Case ID: ga-app_296/html/0767-01.html
Source: Caselaw Access Project
Author: {"author": "Barnes, Judge.", "license": "Public Domain", "url": "https://static.case.law/"}
Date Created: 2024-08-24T03:29:51.129683

A08A1599.
    JENNINGS v. THE STATE.
    (675 SE2d 623)
   Barnes, Judge.

Antorres Jennings appeals his convictions, following a bench trial, for burglary, kidnapping with bodily injury, aggravated assault, and possession of a firearm during the commission of a crime. His sole enumeration of error is that the trial court erred by overruling his objection when the prosecutor asked a police officer, “She’s held hostage, right?” And, the police officer answered, “Yes.” Finding no reversible error, we affirm.

Viewed in the light most favorable to the evidence, the record shows that Jennings went to the victims’ home with a firearm. After Jennings entered the home by breaking a window with the firearm, he shot the first victim, who was in one of the bedrooms. He then shot the second victim during a struggle over the gun. Both victims were still in the home when officers arrived, and when Jennings began talking on the phone with officers he would not allow them to leave. The second victim escaped through a window and after Jennings surrendered, emergency personnel removed the first victim.
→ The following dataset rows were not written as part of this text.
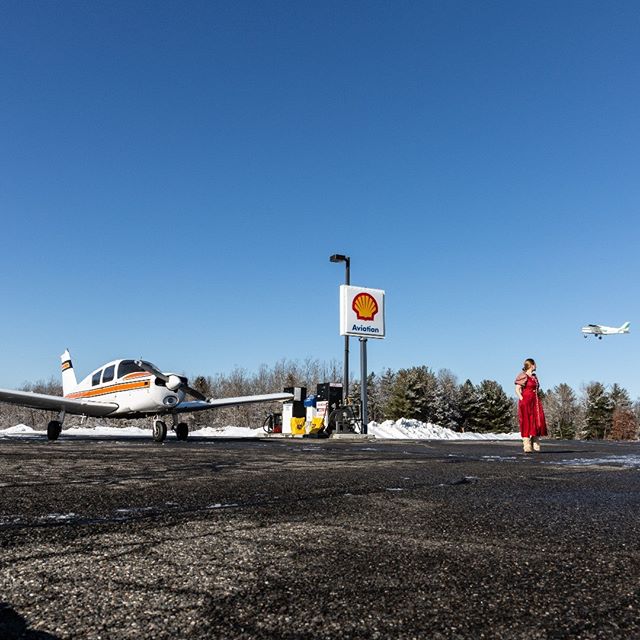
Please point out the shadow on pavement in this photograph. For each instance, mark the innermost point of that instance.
(14, 627)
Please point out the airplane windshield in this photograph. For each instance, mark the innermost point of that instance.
(128, 366)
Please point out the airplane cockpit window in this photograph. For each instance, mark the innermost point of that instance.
(108, 374)
(128, 366)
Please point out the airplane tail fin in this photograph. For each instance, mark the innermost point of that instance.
(69, 382)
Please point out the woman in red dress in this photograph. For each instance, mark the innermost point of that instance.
(530, 412)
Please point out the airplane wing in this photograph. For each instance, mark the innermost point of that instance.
(216, 403)
(57, 403)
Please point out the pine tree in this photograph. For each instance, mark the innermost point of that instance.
(385, 387)
(469, 406)
(562, 411)
(598, 411)
(495, 408)
(624, 425)
(446, 410)
(413, 394)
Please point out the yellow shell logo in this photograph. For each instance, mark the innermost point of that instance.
(365, 306)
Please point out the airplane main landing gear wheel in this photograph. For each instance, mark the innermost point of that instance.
(54, 429)
(159, 431)
(182, 431)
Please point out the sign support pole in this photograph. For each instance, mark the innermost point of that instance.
(363, 384)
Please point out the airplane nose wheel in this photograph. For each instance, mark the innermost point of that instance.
(182, 431)
(54, 429)
(159, 431)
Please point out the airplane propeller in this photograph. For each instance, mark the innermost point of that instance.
(173, 382)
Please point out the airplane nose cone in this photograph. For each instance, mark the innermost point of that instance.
(170, 401)
(173, 383)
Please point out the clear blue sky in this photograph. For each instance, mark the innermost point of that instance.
(175, 175)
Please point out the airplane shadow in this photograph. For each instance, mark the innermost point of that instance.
(14, 627)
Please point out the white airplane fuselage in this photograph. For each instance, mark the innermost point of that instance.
(134, 391)
(600, 330)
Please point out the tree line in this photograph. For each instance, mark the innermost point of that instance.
(596, 412)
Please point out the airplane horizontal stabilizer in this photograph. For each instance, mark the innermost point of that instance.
(57, 403)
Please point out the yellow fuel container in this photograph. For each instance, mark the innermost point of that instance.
(297, 426)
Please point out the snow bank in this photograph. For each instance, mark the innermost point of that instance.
(402, 429)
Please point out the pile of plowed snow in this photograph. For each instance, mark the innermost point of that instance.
(402, 429)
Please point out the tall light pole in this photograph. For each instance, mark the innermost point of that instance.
(338, 257)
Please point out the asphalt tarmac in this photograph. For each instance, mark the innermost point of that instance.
(105, 538)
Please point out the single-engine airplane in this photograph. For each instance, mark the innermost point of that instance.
(600, 330)
(127, 389)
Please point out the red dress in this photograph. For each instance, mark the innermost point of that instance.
(530, 411)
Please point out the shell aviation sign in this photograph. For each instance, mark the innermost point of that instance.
(361, 312)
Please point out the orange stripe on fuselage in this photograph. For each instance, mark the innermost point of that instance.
(137, 374)
(114, 388)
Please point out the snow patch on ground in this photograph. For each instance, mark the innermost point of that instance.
(403, 429)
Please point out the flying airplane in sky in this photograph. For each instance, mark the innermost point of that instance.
(600, 330)
(127, 389)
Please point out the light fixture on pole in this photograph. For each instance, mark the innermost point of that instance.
(338, 257)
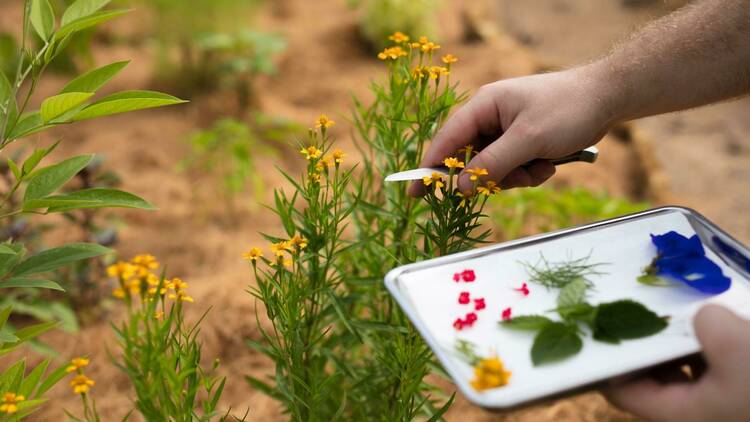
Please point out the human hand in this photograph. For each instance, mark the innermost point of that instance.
(524, 120)
(721, 394)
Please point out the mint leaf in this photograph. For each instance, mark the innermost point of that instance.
(625, 319)
(527, 322)
(554, 342)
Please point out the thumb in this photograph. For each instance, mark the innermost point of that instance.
(723, 336)
(509, 152)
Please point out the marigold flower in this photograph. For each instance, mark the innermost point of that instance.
(476, 172)
(76, 364)
(324, 122)
(449, 58)
(399, 37)
(489, 188)
(453, 163)
(253, 254)
(392, 53)
(81, 384)
(311, 152)
(490, 373)
(10, 402)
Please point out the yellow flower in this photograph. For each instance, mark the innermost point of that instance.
(453, 163)
(399, 37)
(146, 261)
(324, 122)
(392, 53)
(489, 188)
(311, 152)
(338, 156)
(476, 172)
(490, 373)
(253, 254)
(76, 364)
(449, 58)
(10, 402)
(81, 384)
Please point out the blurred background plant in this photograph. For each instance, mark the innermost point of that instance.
(379, 19)
(522, 212)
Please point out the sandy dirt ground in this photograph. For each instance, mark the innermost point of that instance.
(323, 64)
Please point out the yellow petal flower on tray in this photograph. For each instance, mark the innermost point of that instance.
(399, 37)
(10, 402)
(476, 172)
(81, 384)
(490, 373)
(449, 58)
(253, 254)
(453, 163)
(76, 364)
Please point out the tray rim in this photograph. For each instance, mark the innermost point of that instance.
(391, 280)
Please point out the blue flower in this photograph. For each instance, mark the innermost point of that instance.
(684, 259)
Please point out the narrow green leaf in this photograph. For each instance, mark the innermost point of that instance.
(87, 22)
(81, 9)
(526, 322)
(48, 179)
(125, 101)
(626, 319)
(54, 107)
(93, 80)
(554, 342)
(54, 258)
(30, 282)
(42, 18)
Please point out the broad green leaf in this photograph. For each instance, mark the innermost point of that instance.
(90, 198)
(54, 258)
(54, 107)
(48, 179)
(573, 293)
(42, 18)
(626, 319)
(526, 322)
(125, 101)
(554, 342)
(93, 80)
(30, 282)
(81, 9)
(87, 22)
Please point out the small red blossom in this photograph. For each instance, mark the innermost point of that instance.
(468, 276)
(524, 289)
(479, 304)
(506, 314)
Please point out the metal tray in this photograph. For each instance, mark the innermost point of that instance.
(427, 294)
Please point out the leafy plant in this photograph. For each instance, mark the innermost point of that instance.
(41, 184)
(527, 211)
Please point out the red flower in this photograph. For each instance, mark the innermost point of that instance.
(506, 314)
(458, 324)
(479, 304)
(524, 289)
(468, 276)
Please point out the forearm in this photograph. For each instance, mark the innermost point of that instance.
(697, 55)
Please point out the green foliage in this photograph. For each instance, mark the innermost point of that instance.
(520, 212)
(43, 39)
(381, 18)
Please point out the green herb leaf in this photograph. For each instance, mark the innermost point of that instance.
(626, 319)
(554, 342)
(54, 258)
(527, 322)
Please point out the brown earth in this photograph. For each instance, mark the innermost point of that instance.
(323, 64)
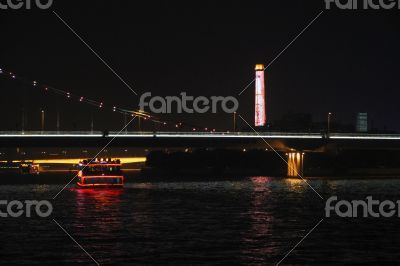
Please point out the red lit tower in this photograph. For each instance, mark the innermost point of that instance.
(260, 116)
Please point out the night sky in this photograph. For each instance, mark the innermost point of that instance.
(345, 62)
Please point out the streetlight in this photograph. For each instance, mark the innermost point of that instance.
(329, 123)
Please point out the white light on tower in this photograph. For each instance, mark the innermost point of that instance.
(260, 116)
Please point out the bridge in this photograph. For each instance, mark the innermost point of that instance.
(193, 139)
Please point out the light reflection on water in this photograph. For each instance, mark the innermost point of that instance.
(250, 221)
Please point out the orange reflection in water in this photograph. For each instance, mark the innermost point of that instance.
(258, 238)
(99, 208)
(295, 163)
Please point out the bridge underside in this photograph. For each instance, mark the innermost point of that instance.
(279, 141)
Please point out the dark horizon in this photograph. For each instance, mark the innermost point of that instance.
(344, 63)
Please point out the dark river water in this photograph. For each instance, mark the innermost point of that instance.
(252, 221)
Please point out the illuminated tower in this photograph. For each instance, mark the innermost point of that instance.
(260, 117)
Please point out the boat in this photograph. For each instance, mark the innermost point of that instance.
(29, 168)
(100, 173)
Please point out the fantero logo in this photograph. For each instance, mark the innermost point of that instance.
(188, 104)
(26, 4)
(363, 4)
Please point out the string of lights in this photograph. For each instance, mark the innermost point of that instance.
(101, 104)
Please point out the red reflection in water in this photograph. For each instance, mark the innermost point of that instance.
(99, 209)
(258, 239)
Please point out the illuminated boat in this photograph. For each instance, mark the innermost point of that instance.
(29, 168)
(100, 174)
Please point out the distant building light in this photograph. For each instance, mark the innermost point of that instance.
(362, 122)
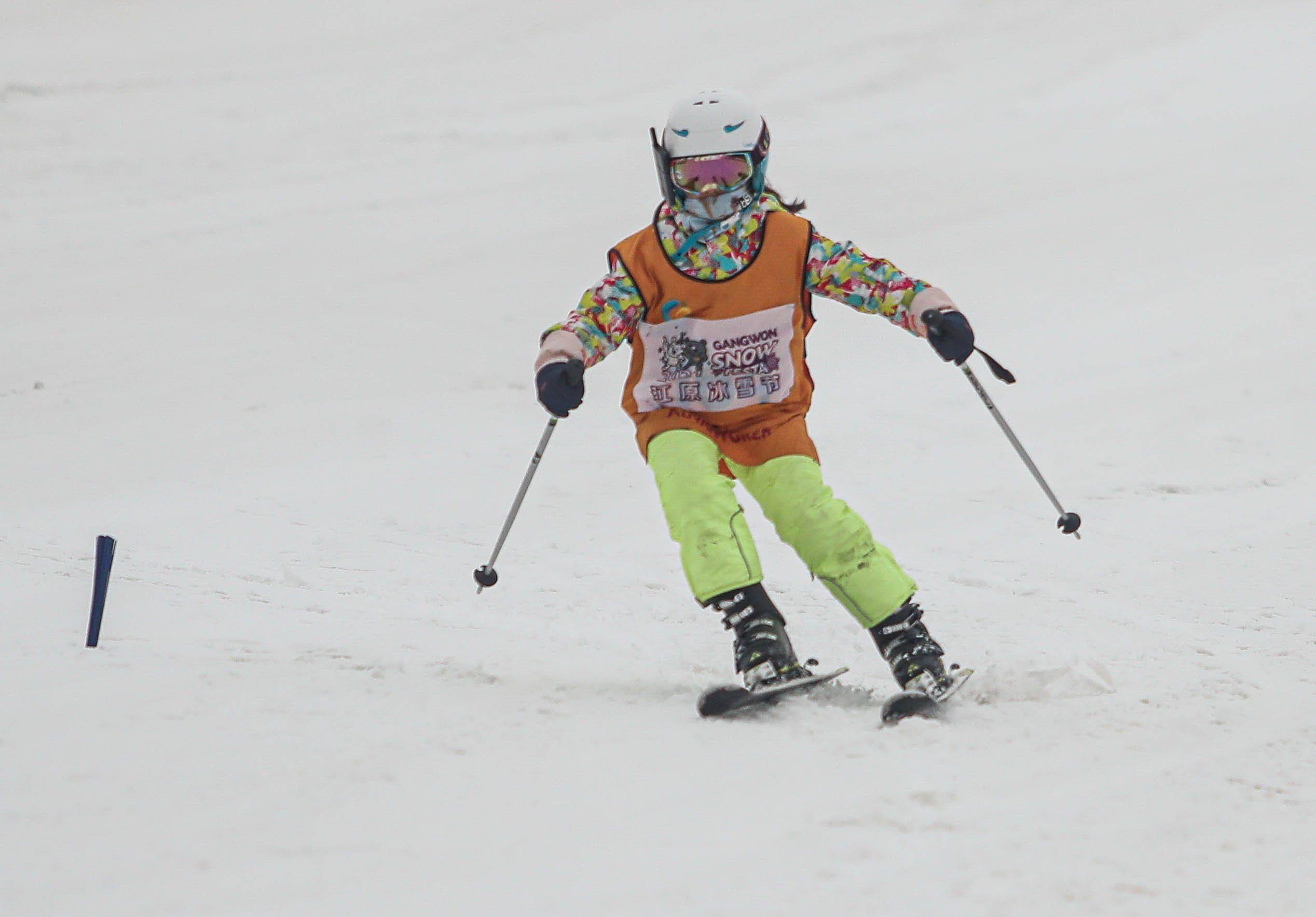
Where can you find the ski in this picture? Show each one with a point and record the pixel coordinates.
(725, 699)
(906, 704)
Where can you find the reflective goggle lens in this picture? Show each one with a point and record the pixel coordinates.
(710, 174)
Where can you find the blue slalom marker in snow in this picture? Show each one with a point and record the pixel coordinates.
(101, 583)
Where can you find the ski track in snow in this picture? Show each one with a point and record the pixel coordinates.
(271, 280)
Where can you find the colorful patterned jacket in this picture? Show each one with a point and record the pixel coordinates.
(608, 312)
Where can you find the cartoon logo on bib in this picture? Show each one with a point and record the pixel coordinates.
(683, 357)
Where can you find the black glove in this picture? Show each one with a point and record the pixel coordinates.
(561, 386)
(949, 335)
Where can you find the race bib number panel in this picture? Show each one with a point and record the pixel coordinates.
(718, 365)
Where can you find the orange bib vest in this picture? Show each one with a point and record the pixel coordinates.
(724, 358)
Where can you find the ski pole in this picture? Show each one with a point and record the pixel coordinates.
(486, 575)
(1067, 523)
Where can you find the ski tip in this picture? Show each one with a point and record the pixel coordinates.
(906, 704)
(721, 699)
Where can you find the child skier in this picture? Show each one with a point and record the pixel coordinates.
(715, 299)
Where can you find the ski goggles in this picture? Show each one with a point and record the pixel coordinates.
(721, 172)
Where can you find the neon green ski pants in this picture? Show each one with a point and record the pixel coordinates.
(718, 552)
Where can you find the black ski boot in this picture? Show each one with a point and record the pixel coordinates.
(764, 653)
(914, 656)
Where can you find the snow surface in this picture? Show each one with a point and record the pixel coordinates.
(271, 276)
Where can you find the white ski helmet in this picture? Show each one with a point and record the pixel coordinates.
(712, 160)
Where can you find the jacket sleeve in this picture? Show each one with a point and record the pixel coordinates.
(841, 271)
(605, 319)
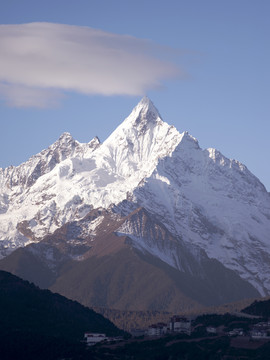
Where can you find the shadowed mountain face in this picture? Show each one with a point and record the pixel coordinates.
(104, 223)
(26, 308)
(114, 261)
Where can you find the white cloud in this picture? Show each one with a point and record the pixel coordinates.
(40, 60)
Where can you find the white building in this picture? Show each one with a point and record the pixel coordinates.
(157, 329)
(180, 324)
(94, 338)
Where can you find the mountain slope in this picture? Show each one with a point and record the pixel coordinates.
(206, 201)
(27, 308)
(126, 263)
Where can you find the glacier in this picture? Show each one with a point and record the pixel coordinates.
(208, 201)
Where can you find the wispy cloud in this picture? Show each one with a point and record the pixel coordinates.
(40, 61)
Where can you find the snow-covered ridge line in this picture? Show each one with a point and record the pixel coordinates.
(200, 196)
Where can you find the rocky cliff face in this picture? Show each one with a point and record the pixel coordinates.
(212, 207)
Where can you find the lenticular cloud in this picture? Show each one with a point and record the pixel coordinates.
(37, 58)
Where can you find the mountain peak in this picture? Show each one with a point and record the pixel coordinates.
(146, 107)
(65, 137)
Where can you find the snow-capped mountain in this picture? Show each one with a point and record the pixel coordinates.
(206, 201)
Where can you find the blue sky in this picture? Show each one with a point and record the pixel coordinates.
(206, 65)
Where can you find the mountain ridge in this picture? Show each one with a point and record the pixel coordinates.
(203, 199)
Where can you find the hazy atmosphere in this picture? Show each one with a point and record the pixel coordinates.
(81, 66)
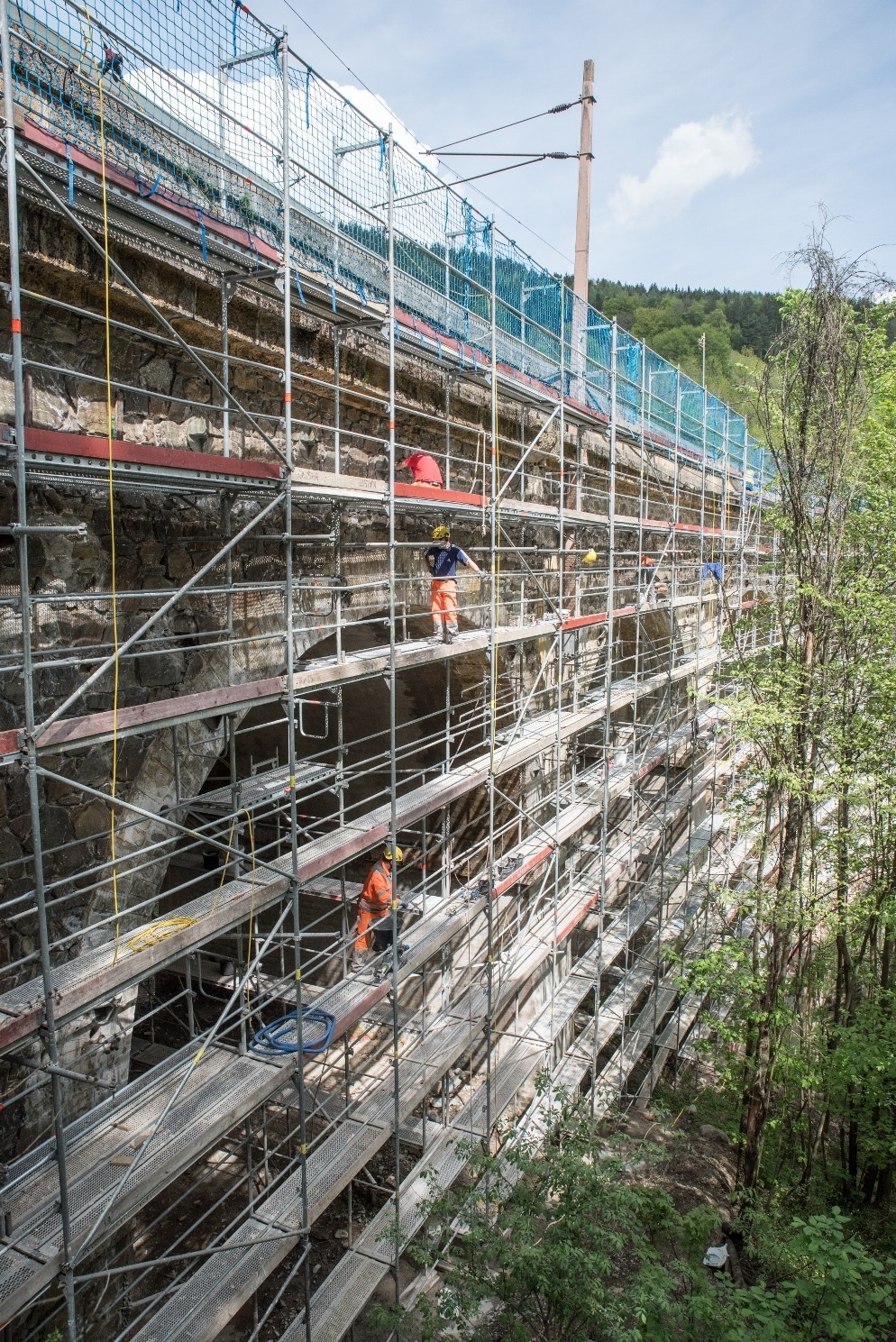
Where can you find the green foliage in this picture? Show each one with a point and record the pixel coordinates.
(555, 1245)
(824, 1287)
(739, 329)
(544, 1240)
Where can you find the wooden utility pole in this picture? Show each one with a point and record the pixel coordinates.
(584, 208)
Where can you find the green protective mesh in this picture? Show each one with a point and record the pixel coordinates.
(194, 117)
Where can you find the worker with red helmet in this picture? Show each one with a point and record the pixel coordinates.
(424, 469)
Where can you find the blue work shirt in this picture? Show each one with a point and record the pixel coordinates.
(447, 559)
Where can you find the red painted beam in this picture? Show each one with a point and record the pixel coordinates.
(428, 491)
(178, 205)
(149, 714)
(146, 454)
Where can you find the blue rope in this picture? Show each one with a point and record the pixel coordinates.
(280, 1035)
(151, 189)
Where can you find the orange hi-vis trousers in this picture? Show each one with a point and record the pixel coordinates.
(443, 603)
(373, 905)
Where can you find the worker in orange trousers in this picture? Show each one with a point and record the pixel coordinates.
(374, 908)
(442, 560)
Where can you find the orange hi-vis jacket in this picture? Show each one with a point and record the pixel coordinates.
(377, 889)
(373, 903)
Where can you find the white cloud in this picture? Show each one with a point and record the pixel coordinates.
(381, 114)
(691, 157)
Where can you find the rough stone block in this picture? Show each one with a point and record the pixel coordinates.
(160, 669)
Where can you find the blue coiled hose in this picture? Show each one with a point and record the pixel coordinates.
(280, 1035)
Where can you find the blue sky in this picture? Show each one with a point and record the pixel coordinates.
(719, 125)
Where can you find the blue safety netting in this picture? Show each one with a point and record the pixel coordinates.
(187, 99)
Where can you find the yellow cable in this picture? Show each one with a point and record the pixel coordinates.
(110, 412)
(249, 940)
(224, 869)
(159, 932)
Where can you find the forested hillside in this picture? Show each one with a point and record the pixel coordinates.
(739, 328)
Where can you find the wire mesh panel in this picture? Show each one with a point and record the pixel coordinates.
(186, 102)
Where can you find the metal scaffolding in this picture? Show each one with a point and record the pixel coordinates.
(196, 1082)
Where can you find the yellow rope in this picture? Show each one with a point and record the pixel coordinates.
(249, 938)
(110, 414)
(159, 932)
(220, 884)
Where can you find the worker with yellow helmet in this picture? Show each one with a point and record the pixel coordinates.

Pretermitting whether the question was improper, we find it highly probable, in light of the overwhelming other evidence of Jennings’ guilt, that the error did not contribute to the judgment, and accordingly that the error was harmless. Johnson v. State, 238 Ga. 59, 60 (230 SE2d 869) (1976); Palmer v. State, 186 Ga. App. 892, 897 (3) (369 SE2d 38) (1988). Further, this was a bench trial, and in such cases “there is a presumption, in the absence of a strong showing to the contrary, that the trial judge sifts the wheat from the chaff, ignoring illegal evidence and considering only legal evidence.” (Punctuation omitted; emphasis in original.) Fraser v. State, 283 Ga. App. 477, 481 (3) (b) (642 SE2d 129) (2007). Jennings has made no strong showing to the contrary.

Judgment affirmed.

Johnson, P. J., and Phipps, J., concur.

Decided March 20, 2009.

Harold W. Wallace III, for appellant.

Dennis C. Sanders, District Attorney, for appellee.